It’s been a pretty lousy three years. But don’t take my word for it. Article titles in the popular press have ranged from “How to Reclaim Your Joy After the Pandemic” to “Are You Happy? The Meaning of Life During Covid-19” and “11 Supposedly Fun Things We’ll Never Do the Same Way Again.”
For me, much of the pandemic has meant not being able to fly across the country to visit my daughter, not being able to see my friend in Rome who is like a brother to me, having to miss my granddaughter’s graduation from college, and not going to lunch several times a week with colleagues, students, and friends in between teaching responsibilities on the Berkeley campus.
But now, as the pandemic’s strictures lift, it’s time to have fun again. But what is fun?
There’s very little research on it. There’s research on happiness. In fact, UC Berkeley’s Greater Good Science Center even has a wildly popular online course called The Science of Happiness that gets at the roots of a happy and meaningful life. But happiness and fun do not always intersect.
A study in The Medical Journal of Australia called “Blondes Do Not Have More Fun: A Non-blinded Crossover Field Study” (I kid you not) found that blondes do not have more fun on waterslides than non-blondes or bald people. And there’s an article in the Journal of Positive Psychology with the title “Fun Is More Fun When Others Are Involved,” except the researchers say in their discussion that their study of adults focuses on a social activity (building towers with blocks) rather than on “solitary fun activities” like reading. The researchers acknowledge that while “fun is a popular goal,” it “deserves more serious scrutiny.”

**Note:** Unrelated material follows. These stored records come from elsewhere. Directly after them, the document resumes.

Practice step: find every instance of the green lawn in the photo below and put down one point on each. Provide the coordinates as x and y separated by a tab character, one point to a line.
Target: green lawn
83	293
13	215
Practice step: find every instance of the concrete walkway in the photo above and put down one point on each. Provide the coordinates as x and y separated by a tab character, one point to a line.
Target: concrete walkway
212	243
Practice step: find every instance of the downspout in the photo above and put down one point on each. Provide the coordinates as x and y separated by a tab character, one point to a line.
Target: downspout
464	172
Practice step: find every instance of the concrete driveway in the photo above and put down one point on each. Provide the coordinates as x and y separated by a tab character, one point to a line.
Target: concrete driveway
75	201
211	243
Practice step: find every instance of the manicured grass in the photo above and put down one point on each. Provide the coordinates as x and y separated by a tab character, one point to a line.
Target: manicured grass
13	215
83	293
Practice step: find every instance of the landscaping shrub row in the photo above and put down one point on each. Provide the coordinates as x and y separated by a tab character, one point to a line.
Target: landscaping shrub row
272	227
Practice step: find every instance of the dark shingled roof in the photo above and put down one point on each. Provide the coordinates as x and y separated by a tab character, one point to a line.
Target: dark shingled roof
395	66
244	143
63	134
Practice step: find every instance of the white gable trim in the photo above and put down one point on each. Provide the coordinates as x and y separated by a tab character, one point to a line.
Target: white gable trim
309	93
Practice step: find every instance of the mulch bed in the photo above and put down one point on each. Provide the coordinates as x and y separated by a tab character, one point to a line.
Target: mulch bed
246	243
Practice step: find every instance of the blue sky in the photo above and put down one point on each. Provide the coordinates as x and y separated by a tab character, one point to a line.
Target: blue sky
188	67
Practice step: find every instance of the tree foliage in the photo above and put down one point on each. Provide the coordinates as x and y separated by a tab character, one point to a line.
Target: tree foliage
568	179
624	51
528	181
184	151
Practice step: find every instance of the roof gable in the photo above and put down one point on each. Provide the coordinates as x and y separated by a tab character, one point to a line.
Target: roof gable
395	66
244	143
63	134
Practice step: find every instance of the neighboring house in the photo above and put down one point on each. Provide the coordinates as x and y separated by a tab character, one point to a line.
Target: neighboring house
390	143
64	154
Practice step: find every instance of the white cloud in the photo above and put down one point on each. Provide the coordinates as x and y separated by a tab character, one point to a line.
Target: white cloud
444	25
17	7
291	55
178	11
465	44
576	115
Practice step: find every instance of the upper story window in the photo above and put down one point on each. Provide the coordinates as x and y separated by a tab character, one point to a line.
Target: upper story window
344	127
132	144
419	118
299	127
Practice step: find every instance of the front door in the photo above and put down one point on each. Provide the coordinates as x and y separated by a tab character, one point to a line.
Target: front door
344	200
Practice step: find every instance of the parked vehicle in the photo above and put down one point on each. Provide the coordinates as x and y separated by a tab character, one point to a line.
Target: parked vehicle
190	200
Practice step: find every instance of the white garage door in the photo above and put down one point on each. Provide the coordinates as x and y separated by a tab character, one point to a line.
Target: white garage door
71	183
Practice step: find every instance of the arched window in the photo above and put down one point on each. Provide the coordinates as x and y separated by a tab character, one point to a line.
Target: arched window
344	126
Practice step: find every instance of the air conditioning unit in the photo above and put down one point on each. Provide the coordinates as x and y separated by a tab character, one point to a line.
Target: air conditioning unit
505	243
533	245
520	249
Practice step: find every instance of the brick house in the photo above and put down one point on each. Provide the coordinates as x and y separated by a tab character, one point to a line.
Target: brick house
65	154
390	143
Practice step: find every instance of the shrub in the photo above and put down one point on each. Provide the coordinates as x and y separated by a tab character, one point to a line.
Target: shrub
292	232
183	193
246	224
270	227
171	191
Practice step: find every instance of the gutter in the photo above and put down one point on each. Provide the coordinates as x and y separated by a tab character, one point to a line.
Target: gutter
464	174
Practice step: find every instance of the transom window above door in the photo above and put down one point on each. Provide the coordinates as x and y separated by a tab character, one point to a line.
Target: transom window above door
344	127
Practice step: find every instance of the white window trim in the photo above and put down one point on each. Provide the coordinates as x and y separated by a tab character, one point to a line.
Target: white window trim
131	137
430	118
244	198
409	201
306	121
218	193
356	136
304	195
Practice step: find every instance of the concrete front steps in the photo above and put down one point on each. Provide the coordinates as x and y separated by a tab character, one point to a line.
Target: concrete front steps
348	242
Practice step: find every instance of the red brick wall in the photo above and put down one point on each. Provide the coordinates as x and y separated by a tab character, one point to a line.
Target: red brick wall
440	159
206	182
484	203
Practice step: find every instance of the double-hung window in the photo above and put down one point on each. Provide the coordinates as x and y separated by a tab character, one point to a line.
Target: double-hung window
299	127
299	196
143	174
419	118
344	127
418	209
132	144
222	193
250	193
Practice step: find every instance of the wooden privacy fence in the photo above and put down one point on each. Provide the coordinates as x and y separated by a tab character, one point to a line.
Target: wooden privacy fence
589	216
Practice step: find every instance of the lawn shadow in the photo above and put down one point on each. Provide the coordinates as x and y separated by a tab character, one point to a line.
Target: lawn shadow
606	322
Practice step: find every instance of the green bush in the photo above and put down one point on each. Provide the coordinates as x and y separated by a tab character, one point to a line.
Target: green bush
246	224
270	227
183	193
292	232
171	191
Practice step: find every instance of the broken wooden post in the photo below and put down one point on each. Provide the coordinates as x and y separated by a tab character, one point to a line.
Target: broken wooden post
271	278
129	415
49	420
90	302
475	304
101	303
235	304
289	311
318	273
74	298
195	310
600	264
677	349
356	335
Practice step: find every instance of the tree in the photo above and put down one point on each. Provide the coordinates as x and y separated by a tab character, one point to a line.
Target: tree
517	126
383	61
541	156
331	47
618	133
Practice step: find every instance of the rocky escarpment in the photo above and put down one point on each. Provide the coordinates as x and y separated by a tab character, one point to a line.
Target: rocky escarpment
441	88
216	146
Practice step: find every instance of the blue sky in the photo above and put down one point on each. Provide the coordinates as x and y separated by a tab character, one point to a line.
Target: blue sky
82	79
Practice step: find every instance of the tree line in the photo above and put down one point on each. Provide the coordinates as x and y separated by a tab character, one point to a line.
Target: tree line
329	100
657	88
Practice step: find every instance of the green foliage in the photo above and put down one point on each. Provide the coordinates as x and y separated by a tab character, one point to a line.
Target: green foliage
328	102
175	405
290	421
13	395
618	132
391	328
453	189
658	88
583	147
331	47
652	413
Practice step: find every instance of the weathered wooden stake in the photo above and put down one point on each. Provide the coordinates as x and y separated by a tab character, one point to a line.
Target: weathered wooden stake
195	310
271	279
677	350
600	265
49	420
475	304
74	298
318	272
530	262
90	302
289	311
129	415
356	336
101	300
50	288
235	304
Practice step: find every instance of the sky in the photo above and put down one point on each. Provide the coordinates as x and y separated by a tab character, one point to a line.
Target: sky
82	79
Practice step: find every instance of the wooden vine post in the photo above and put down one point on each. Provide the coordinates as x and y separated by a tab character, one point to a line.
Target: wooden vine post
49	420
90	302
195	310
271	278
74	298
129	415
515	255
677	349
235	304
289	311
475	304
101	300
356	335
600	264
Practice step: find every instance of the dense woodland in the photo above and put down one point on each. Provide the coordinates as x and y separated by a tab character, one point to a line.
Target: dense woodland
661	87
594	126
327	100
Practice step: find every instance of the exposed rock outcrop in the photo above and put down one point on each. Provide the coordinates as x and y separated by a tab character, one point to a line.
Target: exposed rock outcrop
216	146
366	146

Indeed. They point out that prior research shows “experiencing fun at work, either in job-related activities or socializing with co-workers, positively predicts higher job satisfaction and lower employee burnout and turnover”—except when the research shows that “workplace fun may be experienced as coercive or distracting, especially when time pressure is great.” In other words, to no small degree, what’s fun is going to be different for different people.

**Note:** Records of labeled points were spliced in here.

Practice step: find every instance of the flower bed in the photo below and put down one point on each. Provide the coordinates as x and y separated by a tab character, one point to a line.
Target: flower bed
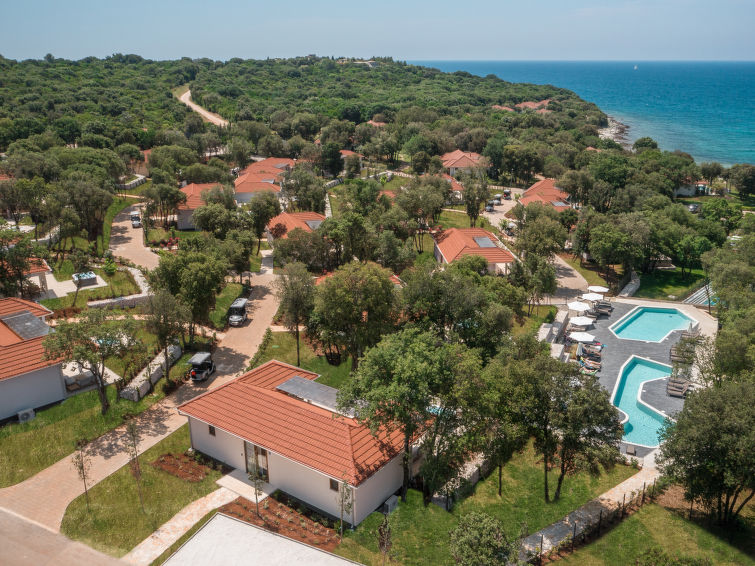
298	524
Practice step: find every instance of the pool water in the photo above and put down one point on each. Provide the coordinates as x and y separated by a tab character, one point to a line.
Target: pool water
650	324
644	423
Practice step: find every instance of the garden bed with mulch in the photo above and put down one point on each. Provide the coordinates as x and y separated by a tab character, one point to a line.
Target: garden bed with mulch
298	524
182	466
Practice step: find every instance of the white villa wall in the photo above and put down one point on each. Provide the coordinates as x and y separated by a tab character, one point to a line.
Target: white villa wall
300	481
31	390
184	220
225	447
372	493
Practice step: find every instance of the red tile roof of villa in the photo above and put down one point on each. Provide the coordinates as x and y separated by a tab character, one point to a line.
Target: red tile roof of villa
21	356
546	192
193	194
293	220
251	408
12	305
460	159
529	105
459	242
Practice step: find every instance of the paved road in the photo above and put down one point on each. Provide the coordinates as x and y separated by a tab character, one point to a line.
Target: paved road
128	242
207	115
48	548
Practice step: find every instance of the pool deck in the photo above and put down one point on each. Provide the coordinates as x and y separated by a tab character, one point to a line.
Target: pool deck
617	351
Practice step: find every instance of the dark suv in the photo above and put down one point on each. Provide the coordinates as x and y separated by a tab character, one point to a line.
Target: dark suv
202	366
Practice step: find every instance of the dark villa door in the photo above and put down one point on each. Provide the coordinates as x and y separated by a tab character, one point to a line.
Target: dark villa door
256	457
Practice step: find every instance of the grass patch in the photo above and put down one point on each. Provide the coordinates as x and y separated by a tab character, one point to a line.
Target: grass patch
116	523
587	270
28	448
283	348
653	525
120	284
420	534
219	314
531	323
663	284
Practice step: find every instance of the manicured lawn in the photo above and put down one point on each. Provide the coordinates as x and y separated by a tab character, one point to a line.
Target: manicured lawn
653	525
219	315
115	524
588	271
531	323
420	534
283	348
663	284
27	448
120	284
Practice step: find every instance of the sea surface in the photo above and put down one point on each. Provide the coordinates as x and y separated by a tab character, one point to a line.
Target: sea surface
706	109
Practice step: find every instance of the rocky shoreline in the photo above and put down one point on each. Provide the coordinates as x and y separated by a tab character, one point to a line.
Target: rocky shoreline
616	131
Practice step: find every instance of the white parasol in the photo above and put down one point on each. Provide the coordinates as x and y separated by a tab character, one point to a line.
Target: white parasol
598	289
581	337
578	306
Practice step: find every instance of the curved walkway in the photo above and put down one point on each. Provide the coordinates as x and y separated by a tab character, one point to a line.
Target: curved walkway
206	114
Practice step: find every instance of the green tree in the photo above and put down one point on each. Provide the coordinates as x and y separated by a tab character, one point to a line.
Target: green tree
167	318
296	292
708	450
480	539
90	341
476	193
356	304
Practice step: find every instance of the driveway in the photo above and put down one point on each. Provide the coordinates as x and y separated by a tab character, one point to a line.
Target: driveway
128	242
206	114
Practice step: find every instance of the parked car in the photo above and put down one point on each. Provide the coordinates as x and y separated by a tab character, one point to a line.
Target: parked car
237	312
202	366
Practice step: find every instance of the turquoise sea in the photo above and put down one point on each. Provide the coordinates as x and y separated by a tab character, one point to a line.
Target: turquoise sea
706	109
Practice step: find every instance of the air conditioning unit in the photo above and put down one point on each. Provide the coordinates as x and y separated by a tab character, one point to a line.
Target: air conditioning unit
26	415
390	504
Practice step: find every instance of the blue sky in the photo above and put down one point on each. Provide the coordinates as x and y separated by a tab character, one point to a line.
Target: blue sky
637	30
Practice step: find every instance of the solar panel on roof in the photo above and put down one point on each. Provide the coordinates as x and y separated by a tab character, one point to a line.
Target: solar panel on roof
26	325
484	242
311	392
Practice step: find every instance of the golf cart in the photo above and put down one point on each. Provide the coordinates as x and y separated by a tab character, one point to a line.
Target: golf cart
202	366
237	312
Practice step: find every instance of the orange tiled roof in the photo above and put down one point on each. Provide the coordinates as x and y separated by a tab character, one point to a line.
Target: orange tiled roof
21	356
460	159
193	194
251	408
13	305
459	242
293	220
546	192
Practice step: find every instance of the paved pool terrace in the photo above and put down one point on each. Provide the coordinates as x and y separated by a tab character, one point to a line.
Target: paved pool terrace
617	351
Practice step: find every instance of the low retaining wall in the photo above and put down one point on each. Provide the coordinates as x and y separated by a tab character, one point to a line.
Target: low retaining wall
128	300
143	382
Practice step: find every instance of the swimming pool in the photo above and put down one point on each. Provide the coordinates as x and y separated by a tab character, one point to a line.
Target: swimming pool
642	423
650	324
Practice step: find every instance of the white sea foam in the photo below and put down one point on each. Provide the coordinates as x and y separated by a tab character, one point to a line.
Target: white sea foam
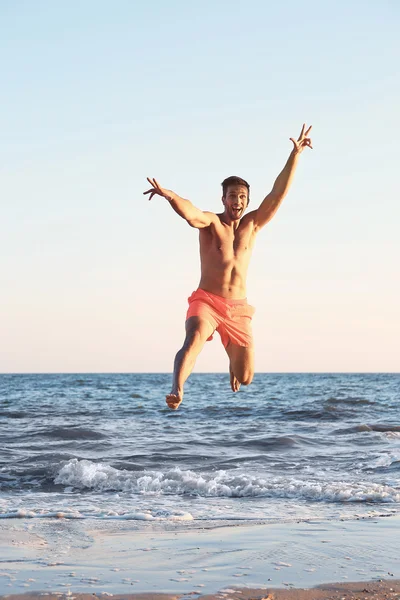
100	477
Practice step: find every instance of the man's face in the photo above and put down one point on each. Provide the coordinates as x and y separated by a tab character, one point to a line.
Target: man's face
235	201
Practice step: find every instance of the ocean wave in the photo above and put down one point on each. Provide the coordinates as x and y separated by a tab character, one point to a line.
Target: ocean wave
143	515
100	477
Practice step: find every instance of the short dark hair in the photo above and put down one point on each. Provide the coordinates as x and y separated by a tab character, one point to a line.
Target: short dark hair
234	180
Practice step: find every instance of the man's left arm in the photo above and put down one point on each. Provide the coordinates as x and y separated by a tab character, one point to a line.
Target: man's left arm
271	203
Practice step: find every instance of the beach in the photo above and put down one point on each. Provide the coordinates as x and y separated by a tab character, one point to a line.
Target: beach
71	557
291	484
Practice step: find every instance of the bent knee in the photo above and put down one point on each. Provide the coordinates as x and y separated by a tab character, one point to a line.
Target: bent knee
194	338
247	378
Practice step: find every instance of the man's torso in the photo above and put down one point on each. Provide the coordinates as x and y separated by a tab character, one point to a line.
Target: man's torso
225	255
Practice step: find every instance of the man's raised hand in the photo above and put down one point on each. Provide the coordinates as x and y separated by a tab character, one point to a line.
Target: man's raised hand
303	140
156	189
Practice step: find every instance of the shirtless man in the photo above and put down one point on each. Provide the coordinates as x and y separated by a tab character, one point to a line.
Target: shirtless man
226	242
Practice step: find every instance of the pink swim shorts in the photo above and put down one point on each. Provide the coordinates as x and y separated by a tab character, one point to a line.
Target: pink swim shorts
231	318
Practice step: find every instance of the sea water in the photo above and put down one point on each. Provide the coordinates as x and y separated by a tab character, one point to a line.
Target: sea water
289	447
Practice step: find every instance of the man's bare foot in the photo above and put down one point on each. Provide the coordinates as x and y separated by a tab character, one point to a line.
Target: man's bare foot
235	385
174	400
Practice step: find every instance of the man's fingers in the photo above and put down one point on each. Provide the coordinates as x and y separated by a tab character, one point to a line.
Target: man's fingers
157	184
151	181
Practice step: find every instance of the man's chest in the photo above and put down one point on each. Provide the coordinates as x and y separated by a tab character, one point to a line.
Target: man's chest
228	243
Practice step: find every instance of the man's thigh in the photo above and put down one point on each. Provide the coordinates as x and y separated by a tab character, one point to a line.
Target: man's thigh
198	328
241	362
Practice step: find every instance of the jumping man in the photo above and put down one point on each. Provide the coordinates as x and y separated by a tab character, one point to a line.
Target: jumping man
226	242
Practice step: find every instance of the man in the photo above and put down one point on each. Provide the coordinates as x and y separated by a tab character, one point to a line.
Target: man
226	242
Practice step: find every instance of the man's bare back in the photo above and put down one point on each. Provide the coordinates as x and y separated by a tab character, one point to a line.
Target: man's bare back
226	244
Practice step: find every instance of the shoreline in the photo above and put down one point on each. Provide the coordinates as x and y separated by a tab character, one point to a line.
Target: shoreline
62	557
372	590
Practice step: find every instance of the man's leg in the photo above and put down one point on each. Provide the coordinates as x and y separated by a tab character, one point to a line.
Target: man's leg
198	330
241	365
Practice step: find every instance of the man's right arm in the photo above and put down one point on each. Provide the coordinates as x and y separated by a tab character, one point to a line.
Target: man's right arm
184	208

So are there any ways that fun can be characterized—in order for you to know when you’re having it? It’s an important question, because engaging in fun activities is a way to recharge your battery and tend better to your responsibilities. [user_id]

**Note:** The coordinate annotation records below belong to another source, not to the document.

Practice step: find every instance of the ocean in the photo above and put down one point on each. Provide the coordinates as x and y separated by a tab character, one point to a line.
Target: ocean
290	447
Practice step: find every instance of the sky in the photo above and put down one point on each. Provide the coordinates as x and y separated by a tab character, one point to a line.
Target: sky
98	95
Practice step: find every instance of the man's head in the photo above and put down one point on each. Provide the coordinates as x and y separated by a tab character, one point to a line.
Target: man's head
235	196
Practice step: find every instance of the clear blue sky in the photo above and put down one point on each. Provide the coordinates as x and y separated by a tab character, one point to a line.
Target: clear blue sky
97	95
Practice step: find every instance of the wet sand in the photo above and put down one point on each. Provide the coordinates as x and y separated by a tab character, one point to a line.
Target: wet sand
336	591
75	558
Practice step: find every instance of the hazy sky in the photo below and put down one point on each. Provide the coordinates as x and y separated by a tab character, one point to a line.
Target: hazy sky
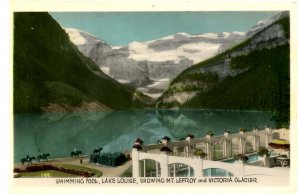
120	28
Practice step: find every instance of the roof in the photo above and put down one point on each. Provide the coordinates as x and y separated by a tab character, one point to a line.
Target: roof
165	149
137	146
166	138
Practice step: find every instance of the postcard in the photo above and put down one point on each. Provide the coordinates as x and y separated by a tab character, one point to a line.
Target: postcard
112	97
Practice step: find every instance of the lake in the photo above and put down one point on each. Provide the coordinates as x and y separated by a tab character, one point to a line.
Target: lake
59	133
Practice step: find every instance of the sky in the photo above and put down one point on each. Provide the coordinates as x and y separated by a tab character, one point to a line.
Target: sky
121	28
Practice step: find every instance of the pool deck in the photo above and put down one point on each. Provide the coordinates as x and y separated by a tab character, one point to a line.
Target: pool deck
107	171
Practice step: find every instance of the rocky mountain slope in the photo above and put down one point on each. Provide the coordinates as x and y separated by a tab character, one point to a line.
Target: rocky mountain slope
149	66
252	75
50	74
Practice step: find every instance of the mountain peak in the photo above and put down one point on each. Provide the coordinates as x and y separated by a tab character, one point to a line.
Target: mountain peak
80	37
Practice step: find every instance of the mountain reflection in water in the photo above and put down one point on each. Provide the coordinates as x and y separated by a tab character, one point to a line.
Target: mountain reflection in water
59	133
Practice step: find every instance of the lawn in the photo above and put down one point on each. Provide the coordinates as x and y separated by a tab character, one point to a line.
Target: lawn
97	173
45	174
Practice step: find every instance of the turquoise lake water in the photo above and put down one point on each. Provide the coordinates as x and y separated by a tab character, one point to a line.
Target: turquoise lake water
59	133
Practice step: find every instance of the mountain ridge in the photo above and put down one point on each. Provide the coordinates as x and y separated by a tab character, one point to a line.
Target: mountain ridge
221	82
49	70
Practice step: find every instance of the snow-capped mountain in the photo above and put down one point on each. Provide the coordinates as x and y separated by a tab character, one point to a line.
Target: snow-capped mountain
150	65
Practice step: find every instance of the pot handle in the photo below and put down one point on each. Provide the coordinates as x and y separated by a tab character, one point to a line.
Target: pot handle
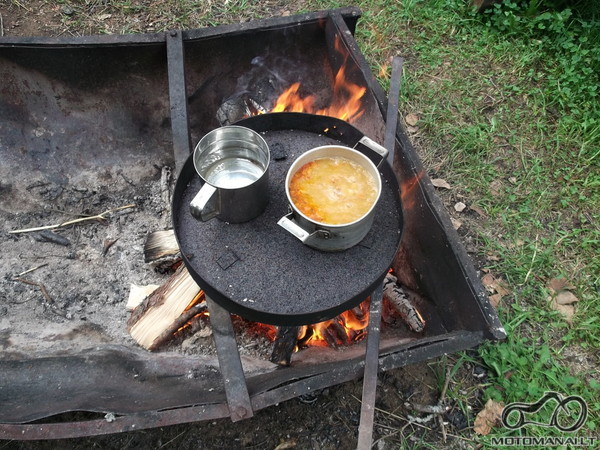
203	207
379	149
292	227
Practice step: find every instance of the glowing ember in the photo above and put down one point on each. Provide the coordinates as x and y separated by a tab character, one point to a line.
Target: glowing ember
345	329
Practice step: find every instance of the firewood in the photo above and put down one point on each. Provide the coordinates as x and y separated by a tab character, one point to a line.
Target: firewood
166	310
161	246
400	298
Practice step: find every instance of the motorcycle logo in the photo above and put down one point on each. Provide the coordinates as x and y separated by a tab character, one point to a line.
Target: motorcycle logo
562	417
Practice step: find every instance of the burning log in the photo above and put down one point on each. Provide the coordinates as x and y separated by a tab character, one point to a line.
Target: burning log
400	299
166	310
284	346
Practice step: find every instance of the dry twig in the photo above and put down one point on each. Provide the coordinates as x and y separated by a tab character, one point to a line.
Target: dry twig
73	222
39	285
31	270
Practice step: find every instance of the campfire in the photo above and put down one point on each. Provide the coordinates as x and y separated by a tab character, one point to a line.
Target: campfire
66	286
155	322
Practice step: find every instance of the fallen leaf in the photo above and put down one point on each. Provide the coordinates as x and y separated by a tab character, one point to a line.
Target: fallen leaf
459	207
286	445
479	211
489	417
494	285
567	311
492	257
441	183
412	119
562	299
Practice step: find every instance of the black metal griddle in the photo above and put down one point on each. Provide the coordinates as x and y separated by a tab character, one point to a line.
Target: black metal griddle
258	270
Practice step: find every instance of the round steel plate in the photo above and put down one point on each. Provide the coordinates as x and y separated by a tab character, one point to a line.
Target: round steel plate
259	271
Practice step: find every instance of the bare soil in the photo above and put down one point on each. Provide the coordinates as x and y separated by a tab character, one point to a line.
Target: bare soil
328	420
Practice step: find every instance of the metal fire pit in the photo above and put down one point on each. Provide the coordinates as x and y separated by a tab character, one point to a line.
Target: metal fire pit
145	98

- You forget that time is passing. When you’re really having fun, you’re in the moment. You’re not looking at your watch to see when whatever it is you’re doing will be over. Susan Magsamen, founder and executive director of the International Arts + Mind Lab at Johns Hopkins University, has been paraphrased as saying the sense of time passing without your notice is a key element of fun.
- There’s no goal. The aim of fun is not to accomplish something. Accomplishing something can make you happy, but pure fun is only about what you’re doing—not about what it will do in turn (other than create good memories).
- Fun is unalloyed. I heard on the radio recently that when answering a survey about vacations, Americans said they’d rather have a longer vacation during which they had to spend some time working rather than a shorter vacation with no work. That, to my mind, does not sound like fun. It involves goals and the urgency of time passing, which are inconsistent with fun (see the two bullets above). Chalk it up to our Puritan roots. In France and other western European countries, people often get at least five weeks of paid vacation per year. And the oxymoron of working during vacation doesn’t exist. Here, vacation time tends to be more like three weeks.
If you’re rusty on engaging in activities you find fun, it’s okay to write down a list. You might then have to force yourself to make time for a movie or to play a round of golf or get together with people you haven’t seen for a while since you’re out of practice.
You could even make a list together with friends and family—that could be fun. And right now, I’m about to do the first thing on my fun list: buy plane tickets to visit some people I haven’t seen for a while.